Spawn creator Todd McFarlane is still talking about the new Spawn movie he wants to make. He's been talking about this thing for years, why doesn't he just make it already? As much as I love the Spawn series and would love to see a new Spawn film... talk is cheap... I want to see it happen. I love what McFarlane wants to do with the movie, it could be incredible! So hopefully it actually ends up getting made.

Here's what McFarlane recently told the LA Times regarding the film and the character he wants to bring to the big screen:

I’ve always seen Spawn as being cut from a different cloth. It’s more of an urban, psychological story that’s being told. The answer I’ve given the last few years is that Spawn should be a small-budget movie in which the only thing that’s out of the ordinary is this thing that intellectually we know as Spawn and there would only be a handful of people that see it. I call it “it” because it never talks, it’s just a force of nature. Really, the story revolves around the people who are trying to decide: “Is the ghost alive? Is the shadow actually moving?” When I give that pitch, some of the executives scratch their heads. To a lot of people, a movie where the [title] character doesn’t talk doesn’t make any sense. There have been a few movies like that. Alien, you know, that guy didn’t say much. Or Jaws, the shark didn’t have too many speaking lines. Jaws is the closest example, the movie wasn’t about the shark, it’s about the people chasing the shark.

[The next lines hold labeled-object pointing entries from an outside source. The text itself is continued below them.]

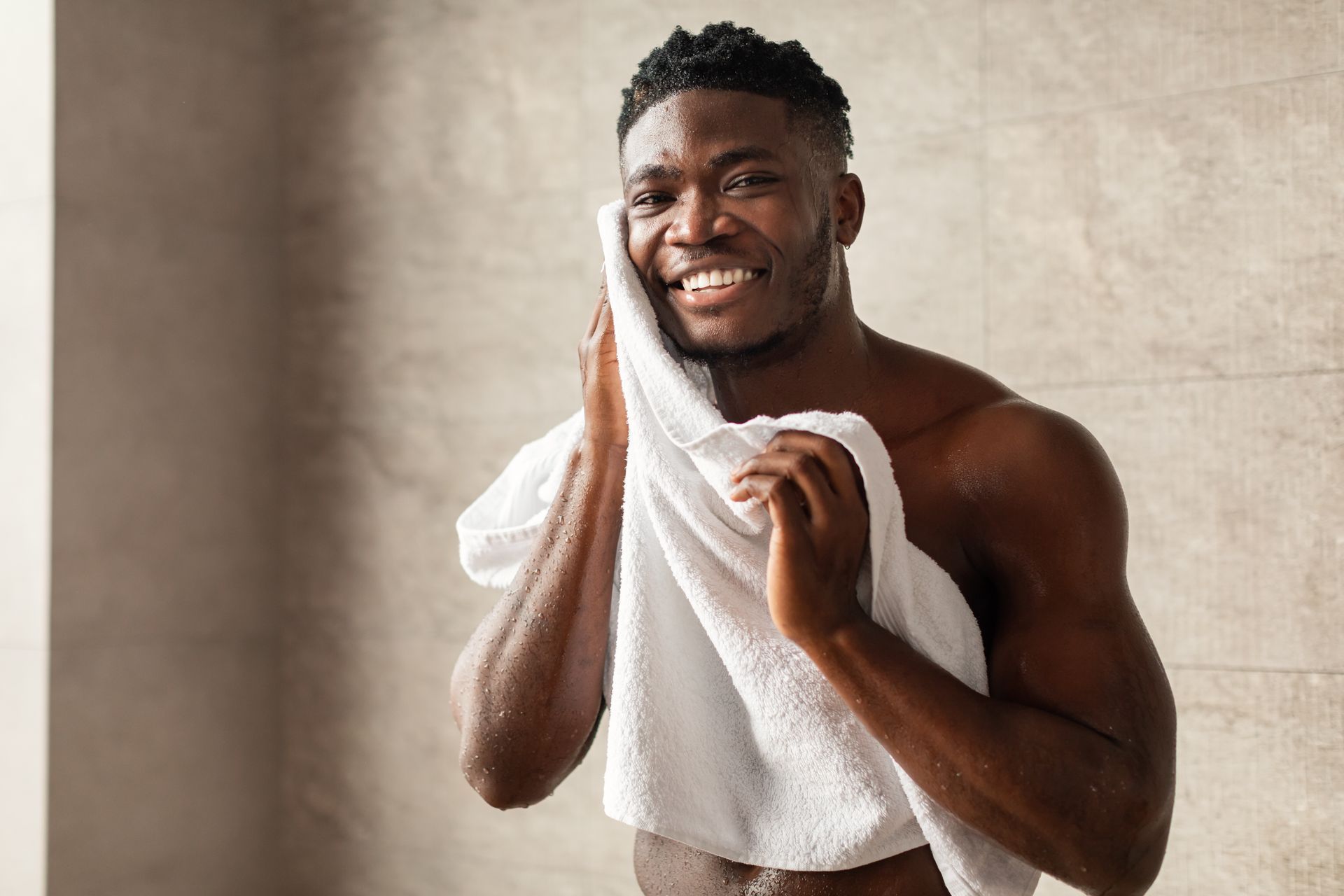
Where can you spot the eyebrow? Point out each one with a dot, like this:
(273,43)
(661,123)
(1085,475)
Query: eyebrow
(726,159)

The idea I pitch is that the movie shouldn’t be about superheroes and laser beams — it’s about the id of people and the group of people caught up in the story and seeing things out of the corner of their eye. And when I give the pitch, I also say that I will write and direct it. There’s the nonnegotiable pieces of it. Then I have four suitors who say, “Yeah, cool, when do we start?” It means we’re not looking for a $20-million actor and we’re not looking for a big-budget extravaganza with lots of special effects.

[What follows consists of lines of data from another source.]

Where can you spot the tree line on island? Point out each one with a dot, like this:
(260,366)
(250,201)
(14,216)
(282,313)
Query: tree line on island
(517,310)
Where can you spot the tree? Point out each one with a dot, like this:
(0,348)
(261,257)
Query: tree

The story that I pitch is very tight, very contained, but done right. I want a movie that gets people’s hearts racing. I want to scare them. Spawn, done right, is a creepy character. Instead of a superhero who just stands there. That’s why Batman was always the coolest of all the good guys. I never had one moment of affinity for [Superman]. He was a Boy Scout right from the moment he hit the ground. He was always polite and said the right thing. I never felt like he was in danger because he could spin planets on his finger. Batman is a guy who could die if you threw him out of a window. More than that, even though he had women throwing themselves at him and millions of dollars, all he wanted to do was to wait until 3 a.m. and the pitch of black and say, “time to put the costume on and scare the bad guys.” I relate way more to that guy. Spawn is Batman untethered, without the corporation behind it. Batman without limits, Batman who kills the Joker.

Spawn is a spectre, a sentinel, he’s that thing that nobody can get their hands on. As a kid growing up, the movies I was enamored with were the creepy movies where there’s only one creepy thing. Going back to the black-and-white films, way back, “Dracula” and “Frankenstein,” there was only one fantastical element. The title character. Dr. Frankenstein and Igor were just a madman and simpleton. They were still humans. When you start adding others to it, it loses me. The son of the Wolf Man or the bride of Frankenstein, even, it loses it. I like The Exorcist. I like Rosemary’s Baby. A little bit of the fantastic and then everything else was real. You went for the ride and felt like, “If there was a ghost in the house, this is what it would be like.”

Like I said, I love the idea he has for a Spawn movie. He's on the right track. But what do you all think? Would this kind of Spawn film interest you?